Ellaline
said she thought he must have been well paid for undertaking to
"guardian" her, as his hard, selfish type does nothing for nothing; and
she has always seemed so very rich (quite _the_ heiress of the school,
envied for her dresses and privileges) that there might be temptations
for an unscrupulous man to pick up a few plums here and there.

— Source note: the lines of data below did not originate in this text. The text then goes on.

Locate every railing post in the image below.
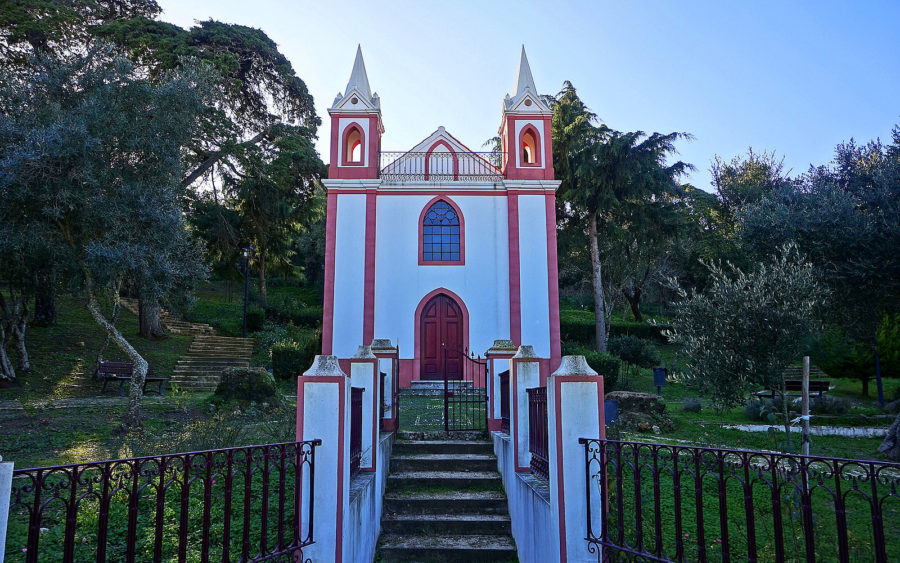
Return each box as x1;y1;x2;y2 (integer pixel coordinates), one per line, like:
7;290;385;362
297;356;350;562
484;340;516;432
350;346;381;471
0;457;13;563
547;356;606;562
509;346;541;472
372;338;400;432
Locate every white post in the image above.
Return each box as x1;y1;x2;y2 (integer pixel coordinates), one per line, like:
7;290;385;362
509;345;541;471
547;356;606;563
800;356;809;455
350;346;381;471
0;457;13;563
372;338;400;432
484;340;516;432
297;356;350;562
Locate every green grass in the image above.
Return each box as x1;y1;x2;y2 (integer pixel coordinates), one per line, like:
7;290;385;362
0;296;191;404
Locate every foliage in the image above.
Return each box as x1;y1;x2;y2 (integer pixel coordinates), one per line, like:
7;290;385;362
216;367;278;403
272;331;322;379
609;335;659;368
670;245;826;440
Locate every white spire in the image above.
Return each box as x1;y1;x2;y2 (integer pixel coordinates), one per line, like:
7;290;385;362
513;45;537;97
344;45;372;100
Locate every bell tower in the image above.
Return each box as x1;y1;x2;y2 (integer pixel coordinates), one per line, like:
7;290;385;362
328;46;384;180
500;45;553;180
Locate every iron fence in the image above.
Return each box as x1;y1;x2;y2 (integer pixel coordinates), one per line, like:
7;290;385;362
499;370;509;434
0;440;322;563
525;387;550;479
579;438;900;562
380;151;503;183
350;387;364;479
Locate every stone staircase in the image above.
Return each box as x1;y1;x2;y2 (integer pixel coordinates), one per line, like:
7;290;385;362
121;298;253;391
376;433;518;562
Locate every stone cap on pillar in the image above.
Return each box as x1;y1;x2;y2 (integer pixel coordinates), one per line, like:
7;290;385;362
303;355;347;377
371;338;397;354
484;339;516;356
513;344;540;360
350;346;375;360
551;356;599;376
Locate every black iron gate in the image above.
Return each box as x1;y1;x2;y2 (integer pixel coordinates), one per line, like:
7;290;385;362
444;348;489;432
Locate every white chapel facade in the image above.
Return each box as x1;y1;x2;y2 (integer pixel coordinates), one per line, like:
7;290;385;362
322;48;560;387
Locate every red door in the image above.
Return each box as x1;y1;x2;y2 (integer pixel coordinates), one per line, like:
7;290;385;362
419;294;463;380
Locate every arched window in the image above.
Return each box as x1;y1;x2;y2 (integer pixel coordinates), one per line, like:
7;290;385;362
521;126;540;166
344;124;365;164
421;199;464;264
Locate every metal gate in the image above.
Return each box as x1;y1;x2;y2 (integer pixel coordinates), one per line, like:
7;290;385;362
444;348;489;432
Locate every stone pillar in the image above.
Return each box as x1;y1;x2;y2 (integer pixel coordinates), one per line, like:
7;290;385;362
0;457;13;562
372;338;400;432
348;346;381;471
297;356;350;562
509;345;541;471
547;356;606;563
484;340;516;432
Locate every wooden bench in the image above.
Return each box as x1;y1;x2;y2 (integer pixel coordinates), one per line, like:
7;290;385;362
756;379;831;399
97;362;169;397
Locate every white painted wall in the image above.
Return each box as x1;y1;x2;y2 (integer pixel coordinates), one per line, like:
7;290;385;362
332;194;368;358
519;195;550;358
374;195;512;358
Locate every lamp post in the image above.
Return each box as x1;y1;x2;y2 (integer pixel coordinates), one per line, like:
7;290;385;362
241;245;253;338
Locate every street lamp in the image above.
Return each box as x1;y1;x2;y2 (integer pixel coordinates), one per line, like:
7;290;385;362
241;245;253;338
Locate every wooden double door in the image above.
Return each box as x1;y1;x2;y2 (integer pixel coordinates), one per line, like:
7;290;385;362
419;294;465;380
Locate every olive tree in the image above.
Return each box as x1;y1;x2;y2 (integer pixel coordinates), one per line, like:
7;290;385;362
668;243;826;443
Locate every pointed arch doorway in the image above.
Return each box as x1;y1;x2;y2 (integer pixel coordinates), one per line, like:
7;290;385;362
419;293;466;381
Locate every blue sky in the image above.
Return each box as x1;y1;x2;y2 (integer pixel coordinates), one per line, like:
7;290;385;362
159;0;900;189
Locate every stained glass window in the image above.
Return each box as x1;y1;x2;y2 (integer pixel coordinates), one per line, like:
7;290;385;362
422;201;460;262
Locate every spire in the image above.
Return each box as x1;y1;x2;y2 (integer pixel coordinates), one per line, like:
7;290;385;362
344;45;372;99
513;45;537;97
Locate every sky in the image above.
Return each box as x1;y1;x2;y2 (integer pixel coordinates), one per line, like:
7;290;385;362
158;0;900;190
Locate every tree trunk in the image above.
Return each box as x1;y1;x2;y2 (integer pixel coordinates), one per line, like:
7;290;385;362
85;278;148;430
590;213;608;354
877;415;900;461
256;250;268;307
622;285;644;323
32;264;56;326
138;297;166;339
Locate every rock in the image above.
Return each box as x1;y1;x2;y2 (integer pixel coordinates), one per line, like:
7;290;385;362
606;391;666;414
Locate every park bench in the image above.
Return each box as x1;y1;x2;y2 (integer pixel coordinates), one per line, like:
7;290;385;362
97;361;169;397
756;379;831;399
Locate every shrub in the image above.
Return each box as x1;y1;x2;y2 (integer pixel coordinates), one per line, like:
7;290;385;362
609;335;659;368
272;332;321;379
583;350;622;391
681;399;703;412
216;367;278;403
809;395;850;414
247;307;266;332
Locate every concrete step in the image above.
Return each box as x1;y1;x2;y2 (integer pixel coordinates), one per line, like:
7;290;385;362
384;491;509;514
388;471;503;491
392;440;496;458
381;513;512;536
379;534;516;562
391;453;497;472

But--well, of course Ellaline ought to know, after being his ward ever
since she was four, and hearing things on the best authority about the
horrid way he treated her mother, as well as suffering from his cruel
heartlessness all these years. Never a letter written to herself; never
the least little present; never a wish to hear from her, or see her
photograph; all business carried on between himself and Madame de
Maluet, who is too discreet to prejudice a ward against a guardian. And
I--I saw him only day before yesterday for the first time. What _can_ I
know about him? I've no experience in reading characters of men. The
dear old Abbe and a few masters in the school are the only ones I have a
bowing acquaintance with--except "Sissy" Williams, who doesn't count.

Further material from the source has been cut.